Minimal residual disease quantification in childhood acute lymphoblastic leukemia by real-time polymerase chain reaction using the SYBR green dye

Objective Clone specific immunoglobulin (Ig) and T-cell receptor (TCR) gene sequences can be used as molecular targets for detection of minimal residual disease (MRD) in acute lymphoblastic leukemia (ALL). Real-time quantitative PCR (RQ-PCR) with no need for post-PCR processing is an attractive approach for detection and quantification of specific DNA or RNA sequences.
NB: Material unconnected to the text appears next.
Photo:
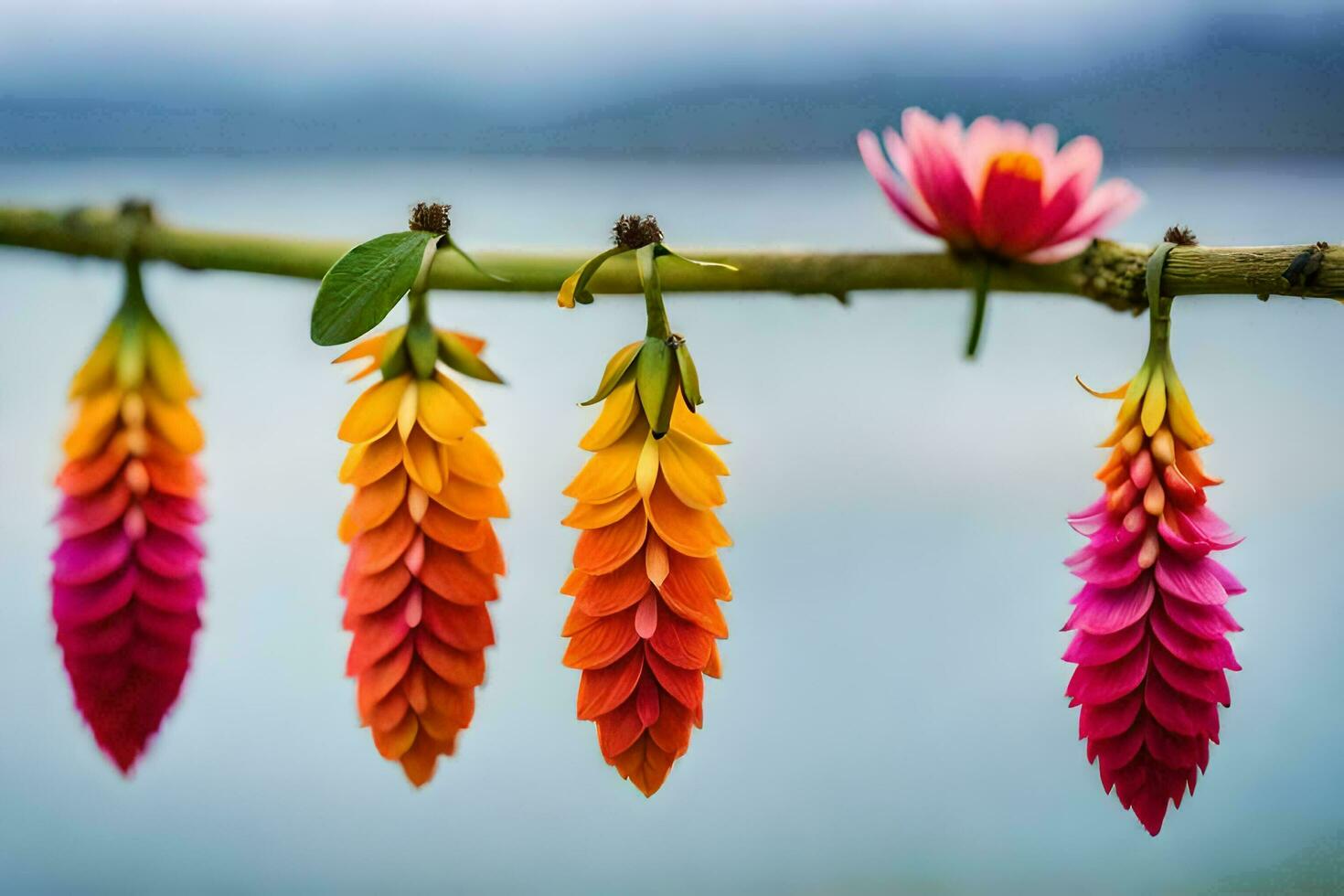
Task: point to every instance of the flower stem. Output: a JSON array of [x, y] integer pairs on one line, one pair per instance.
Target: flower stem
[[980, 300], [657, 314]]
In the present study we evaluated a real-time PCR-based technology for MRD quantification in children with precursor-B ALL. Material and Methods DNA samples from 36 children with newly diagnosed precursor-B ALL were available for molecular analysis. All patients were uniformly treated according to the Nordic Society of Pediatric Hematology and Oncology (NOPHO) protocols from 1992. A real-time PCR assay was applied for MRD quantification using LightCycler technology and the SYBR green fluorescent dye for detection of clone-specific Ig and TCR gene rearrangements as target sequences. The specificity of the PCR products was verified by melting curve analysis. Results Thirty-four of the 36 children with precursor-B ALL (94%) displayed at least one clonal Ig heavy chain (IgH) or TCR gene sequence useful as a molecular target. These clone-specific targets were successfully applied for real-time PCR quantification in all but one patient. Melting curve analysis was important for identifying all specific PCR products. In 32 pediatric precursor-B-ALL patients an MRD level ≥10−3 at day 29 during induction treatment was significantly correlated with later bone marrow relapse (p = 0.0025). Conclusion Real-time PCR using clone-specific primers and the SYBR green dye for detection is a feasible technique for identifying patients at risk for relapse. This approach provides an easily applicable tool for detection of IgH/TCR gene rearrangements in the routine setting. Melting curve analysis allowed clear distinction between specific rearrangements and unspecific background signals.